Friday, April 27, 2012

Dream


The last thing I read before I went to sleep last night was about the interpretation of dreams. I discovered that dreaming about falling teeth does not mean something bad will happen as I was made to believe. It actually means maturity. When you dream that you have your own baby, an inner desire of yours is starting to surface or that you have a hidden goal that you want to start working on.  

But I did not dream of dinosaurs, shoes, butterflies, or river. Rather, I dreamt about you.
Most of the time, my dreams become hazy when I wake up. But my dream about you is different. It’s been three hours since I woke up but I can still feel it—the repressed frustration, the calculated expectation, the ignored longing. 

...

We were with other people, probably people we know but I could not exactly name them.
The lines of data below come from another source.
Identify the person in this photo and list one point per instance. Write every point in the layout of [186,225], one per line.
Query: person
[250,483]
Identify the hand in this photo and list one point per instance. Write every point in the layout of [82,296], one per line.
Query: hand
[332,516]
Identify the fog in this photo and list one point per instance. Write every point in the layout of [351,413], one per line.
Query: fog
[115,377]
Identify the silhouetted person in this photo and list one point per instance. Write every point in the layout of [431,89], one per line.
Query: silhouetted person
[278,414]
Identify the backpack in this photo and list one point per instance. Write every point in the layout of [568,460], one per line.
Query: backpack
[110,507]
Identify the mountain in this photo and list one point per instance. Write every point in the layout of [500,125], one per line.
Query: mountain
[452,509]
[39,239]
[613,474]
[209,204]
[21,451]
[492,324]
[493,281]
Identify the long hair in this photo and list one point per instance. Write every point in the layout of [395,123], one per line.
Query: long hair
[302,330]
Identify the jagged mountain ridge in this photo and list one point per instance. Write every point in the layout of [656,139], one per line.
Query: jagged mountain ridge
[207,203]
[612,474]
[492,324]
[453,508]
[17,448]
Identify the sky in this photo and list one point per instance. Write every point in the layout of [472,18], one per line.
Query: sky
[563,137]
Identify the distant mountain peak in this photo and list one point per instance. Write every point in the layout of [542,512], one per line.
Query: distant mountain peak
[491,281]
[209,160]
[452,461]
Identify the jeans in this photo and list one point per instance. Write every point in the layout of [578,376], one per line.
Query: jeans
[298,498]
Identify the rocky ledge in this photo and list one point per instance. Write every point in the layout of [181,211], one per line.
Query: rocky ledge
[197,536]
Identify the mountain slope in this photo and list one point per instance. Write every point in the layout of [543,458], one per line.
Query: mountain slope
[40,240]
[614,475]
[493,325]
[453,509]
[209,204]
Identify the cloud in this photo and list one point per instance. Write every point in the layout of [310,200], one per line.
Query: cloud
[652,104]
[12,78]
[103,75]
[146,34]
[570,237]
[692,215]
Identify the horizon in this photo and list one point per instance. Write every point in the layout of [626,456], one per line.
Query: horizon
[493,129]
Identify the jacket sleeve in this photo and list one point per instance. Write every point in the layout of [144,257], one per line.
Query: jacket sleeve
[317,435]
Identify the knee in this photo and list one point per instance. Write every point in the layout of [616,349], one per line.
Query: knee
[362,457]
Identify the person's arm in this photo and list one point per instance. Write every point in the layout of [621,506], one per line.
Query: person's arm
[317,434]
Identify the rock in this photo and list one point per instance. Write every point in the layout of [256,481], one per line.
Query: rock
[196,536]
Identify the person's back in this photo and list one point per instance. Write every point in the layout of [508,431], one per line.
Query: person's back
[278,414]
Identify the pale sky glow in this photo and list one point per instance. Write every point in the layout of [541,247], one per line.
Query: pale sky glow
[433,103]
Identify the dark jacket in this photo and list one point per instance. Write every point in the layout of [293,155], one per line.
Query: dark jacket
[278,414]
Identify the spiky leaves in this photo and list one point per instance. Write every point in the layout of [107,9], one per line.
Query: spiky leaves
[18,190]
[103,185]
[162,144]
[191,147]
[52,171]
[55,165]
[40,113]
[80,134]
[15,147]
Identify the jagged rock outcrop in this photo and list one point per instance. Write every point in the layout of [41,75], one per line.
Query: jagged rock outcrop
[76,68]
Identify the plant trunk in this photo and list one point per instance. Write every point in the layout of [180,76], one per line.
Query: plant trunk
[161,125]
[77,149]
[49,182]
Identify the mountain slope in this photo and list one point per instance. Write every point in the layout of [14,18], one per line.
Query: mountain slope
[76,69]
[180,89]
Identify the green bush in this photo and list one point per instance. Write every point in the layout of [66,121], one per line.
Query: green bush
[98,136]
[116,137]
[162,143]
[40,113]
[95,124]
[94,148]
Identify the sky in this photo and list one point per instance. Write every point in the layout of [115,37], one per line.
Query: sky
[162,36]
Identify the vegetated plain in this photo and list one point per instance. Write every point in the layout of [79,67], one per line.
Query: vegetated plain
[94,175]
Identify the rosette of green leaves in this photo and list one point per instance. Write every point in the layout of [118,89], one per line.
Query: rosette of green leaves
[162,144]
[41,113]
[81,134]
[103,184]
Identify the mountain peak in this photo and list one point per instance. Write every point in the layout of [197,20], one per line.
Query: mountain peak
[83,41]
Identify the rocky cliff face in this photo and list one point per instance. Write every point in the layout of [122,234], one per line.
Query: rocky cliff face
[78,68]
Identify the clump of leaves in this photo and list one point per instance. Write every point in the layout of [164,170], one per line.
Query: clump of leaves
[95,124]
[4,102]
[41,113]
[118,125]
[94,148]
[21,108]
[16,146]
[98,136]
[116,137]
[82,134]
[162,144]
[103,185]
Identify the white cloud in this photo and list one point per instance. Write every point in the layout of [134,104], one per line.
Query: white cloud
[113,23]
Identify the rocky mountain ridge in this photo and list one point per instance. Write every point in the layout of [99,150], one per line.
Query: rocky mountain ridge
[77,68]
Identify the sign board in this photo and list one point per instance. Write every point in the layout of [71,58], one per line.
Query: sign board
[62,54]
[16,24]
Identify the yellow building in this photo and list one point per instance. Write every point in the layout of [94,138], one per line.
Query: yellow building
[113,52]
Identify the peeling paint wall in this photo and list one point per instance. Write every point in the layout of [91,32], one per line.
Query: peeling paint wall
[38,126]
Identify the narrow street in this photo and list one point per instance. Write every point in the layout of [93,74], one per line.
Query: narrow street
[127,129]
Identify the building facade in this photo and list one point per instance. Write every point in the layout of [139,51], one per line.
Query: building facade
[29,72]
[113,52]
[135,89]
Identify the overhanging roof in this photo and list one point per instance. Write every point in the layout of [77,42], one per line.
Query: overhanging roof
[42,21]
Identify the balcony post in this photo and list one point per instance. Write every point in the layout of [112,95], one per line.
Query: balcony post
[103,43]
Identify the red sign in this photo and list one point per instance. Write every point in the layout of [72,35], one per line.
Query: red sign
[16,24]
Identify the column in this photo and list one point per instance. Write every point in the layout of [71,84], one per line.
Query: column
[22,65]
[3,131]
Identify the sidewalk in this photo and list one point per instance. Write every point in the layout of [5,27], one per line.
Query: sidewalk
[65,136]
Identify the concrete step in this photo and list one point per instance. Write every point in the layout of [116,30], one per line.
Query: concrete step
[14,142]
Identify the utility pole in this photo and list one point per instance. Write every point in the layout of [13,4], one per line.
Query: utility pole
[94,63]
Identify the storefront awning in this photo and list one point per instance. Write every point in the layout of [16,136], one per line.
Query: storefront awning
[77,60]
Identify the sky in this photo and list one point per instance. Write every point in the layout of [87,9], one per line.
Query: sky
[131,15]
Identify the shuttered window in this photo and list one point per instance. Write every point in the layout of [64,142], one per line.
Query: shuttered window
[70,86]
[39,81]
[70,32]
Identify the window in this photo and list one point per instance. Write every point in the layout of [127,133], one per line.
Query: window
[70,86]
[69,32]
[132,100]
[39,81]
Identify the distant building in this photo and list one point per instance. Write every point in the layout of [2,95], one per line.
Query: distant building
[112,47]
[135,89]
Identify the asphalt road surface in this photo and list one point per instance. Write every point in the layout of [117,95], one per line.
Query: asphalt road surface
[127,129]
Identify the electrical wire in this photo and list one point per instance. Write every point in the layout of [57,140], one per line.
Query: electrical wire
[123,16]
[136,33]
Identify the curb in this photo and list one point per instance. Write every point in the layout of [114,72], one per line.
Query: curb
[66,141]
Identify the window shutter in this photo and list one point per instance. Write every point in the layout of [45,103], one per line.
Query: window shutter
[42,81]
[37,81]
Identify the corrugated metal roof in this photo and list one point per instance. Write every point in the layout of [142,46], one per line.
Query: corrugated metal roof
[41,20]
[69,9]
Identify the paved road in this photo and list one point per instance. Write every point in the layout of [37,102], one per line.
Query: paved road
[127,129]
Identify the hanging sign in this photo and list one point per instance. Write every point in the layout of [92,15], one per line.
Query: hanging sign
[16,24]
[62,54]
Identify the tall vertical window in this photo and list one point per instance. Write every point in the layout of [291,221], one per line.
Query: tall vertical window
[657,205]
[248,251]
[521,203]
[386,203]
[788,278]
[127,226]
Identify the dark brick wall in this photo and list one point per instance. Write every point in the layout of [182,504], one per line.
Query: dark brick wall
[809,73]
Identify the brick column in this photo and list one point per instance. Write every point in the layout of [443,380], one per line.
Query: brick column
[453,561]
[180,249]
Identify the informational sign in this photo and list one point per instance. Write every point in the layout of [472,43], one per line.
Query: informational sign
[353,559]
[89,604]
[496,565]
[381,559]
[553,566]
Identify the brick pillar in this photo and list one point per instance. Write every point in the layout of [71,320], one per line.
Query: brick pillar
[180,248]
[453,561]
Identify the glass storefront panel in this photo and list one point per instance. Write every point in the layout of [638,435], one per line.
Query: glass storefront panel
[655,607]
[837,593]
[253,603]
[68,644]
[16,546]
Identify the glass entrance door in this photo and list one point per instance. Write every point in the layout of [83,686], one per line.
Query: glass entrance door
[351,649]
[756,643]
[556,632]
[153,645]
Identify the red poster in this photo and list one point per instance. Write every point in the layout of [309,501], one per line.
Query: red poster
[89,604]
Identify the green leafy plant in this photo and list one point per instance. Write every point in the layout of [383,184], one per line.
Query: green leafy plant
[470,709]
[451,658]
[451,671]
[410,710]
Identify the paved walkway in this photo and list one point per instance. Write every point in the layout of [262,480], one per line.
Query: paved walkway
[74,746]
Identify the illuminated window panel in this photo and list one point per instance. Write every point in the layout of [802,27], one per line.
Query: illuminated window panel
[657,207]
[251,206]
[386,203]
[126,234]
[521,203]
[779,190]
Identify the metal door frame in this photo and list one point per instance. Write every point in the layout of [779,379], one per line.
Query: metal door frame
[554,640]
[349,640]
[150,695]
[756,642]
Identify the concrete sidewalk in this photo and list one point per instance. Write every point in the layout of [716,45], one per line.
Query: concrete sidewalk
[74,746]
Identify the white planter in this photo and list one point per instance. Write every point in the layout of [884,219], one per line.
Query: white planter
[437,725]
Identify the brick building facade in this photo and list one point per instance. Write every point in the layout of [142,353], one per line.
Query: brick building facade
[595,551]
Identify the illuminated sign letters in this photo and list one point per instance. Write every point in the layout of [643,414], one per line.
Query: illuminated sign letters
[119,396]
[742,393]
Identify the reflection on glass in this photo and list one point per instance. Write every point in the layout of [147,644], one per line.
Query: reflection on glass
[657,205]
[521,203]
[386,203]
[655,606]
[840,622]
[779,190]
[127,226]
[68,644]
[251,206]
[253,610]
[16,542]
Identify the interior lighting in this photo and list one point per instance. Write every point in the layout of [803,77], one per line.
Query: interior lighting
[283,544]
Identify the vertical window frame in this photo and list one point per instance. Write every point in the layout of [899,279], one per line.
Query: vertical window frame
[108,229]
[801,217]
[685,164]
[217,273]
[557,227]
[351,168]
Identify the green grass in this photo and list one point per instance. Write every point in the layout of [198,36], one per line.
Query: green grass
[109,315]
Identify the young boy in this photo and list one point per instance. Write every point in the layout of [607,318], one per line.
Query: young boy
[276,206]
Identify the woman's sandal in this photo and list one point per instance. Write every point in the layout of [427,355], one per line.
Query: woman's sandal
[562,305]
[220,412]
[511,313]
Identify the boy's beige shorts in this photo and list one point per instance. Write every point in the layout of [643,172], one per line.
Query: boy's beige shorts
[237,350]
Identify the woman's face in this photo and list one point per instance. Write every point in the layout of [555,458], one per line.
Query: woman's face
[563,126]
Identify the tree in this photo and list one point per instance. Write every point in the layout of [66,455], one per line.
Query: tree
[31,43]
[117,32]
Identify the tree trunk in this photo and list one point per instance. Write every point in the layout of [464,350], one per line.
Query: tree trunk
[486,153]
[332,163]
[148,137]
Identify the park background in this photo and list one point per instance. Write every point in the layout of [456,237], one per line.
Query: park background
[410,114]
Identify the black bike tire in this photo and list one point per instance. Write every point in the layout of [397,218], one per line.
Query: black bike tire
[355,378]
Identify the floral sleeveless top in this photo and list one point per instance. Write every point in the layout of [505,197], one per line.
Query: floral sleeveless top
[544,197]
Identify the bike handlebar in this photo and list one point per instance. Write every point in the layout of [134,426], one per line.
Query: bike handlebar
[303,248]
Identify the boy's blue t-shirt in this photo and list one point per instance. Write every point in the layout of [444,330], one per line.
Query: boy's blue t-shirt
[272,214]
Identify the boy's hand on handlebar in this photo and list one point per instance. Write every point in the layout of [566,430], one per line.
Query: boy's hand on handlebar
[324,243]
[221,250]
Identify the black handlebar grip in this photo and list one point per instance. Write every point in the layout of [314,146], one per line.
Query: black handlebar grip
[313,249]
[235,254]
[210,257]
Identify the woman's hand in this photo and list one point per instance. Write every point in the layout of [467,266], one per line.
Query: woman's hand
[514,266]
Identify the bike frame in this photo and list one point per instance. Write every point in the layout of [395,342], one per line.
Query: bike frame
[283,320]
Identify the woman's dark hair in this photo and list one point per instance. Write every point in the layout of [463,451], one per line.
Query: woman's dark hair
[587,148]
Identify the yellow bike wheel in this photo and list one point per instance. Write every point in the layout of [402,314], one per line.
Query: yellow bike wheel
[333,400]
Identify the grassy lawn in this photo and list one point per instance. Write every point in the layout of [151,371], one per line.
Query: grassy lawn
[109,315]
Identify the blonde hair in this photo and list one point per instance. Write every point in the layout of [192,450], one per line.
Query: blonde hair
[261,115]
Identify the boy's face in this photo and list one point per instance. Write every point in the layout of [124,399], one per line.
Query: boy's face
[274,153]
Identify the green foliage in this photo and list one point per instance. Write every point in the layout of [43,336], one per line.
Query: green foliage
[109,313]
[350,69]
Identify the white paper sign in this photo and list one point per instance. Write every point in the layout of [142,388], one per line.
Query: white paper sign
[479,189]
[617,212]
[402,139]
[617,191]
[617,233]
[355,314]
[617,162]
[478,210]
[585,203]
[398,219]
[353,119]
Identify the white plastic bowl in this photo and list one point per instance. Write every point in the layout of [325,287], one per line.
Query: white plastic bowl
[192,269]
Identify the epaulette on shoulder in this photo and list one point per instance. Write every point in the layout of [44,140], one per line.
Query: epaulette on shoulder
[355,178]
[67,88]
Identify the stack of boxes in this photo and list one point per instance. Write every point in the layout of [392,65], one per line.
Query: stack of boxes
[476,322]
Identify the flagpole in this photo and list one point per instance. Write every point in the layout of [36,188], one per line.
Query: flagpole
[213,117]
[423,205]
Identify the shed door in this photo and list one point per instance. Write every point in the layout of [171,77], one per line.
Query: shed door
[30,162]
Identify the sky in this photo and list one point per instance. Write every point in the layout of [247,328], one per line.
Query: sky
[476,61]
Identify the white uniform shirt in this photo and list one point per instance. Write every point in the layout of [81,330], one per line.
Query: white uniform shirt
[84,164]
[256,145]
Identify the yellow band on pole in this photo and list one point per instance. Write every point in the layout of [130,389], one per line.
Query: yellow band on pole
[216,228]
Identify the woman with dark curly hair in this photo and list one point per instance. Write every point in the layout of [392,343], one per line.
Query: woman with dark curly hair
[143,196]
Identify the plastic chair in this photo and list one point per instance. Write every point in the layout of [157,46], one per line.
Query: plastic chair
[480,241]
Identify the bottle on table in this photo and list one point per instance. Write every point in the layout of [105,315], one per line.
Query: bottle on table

Then, all of us were walking on the open street. We were all going somewhere. You were silently slacking behind while the others were merrily walking ahead already. I was in between. I don’t know if I should hurry to cope up with the rest or wait for you so that we can walk together instead.

I hurried toward the rest. 

I wanted to pull you but that would be awkward. I guess, whether in reality or in dreams, I am more concerned on what other people would think. Sticking with you might mean I'm into you. I don’t want them to think that way.

Then, we arrived at the place. Your mother was there. I did not really recognize her face but they referred to her as your mother so instinctively, I just felt she was. 

We waited for you to arrive. You didn’t. Everybody else went home already but still you didn’t come. I bid your mother goodbye as well.

On my way home, I thought, “Yeah. Why would I be surprised? He always does this. He never shows up.” 

From the beginning, I already set my expectation low: do not anticipate that he will come. I was almost on the point of missing you but I did not entertain the feeling. There’ll be no remedy because you’ll never be around.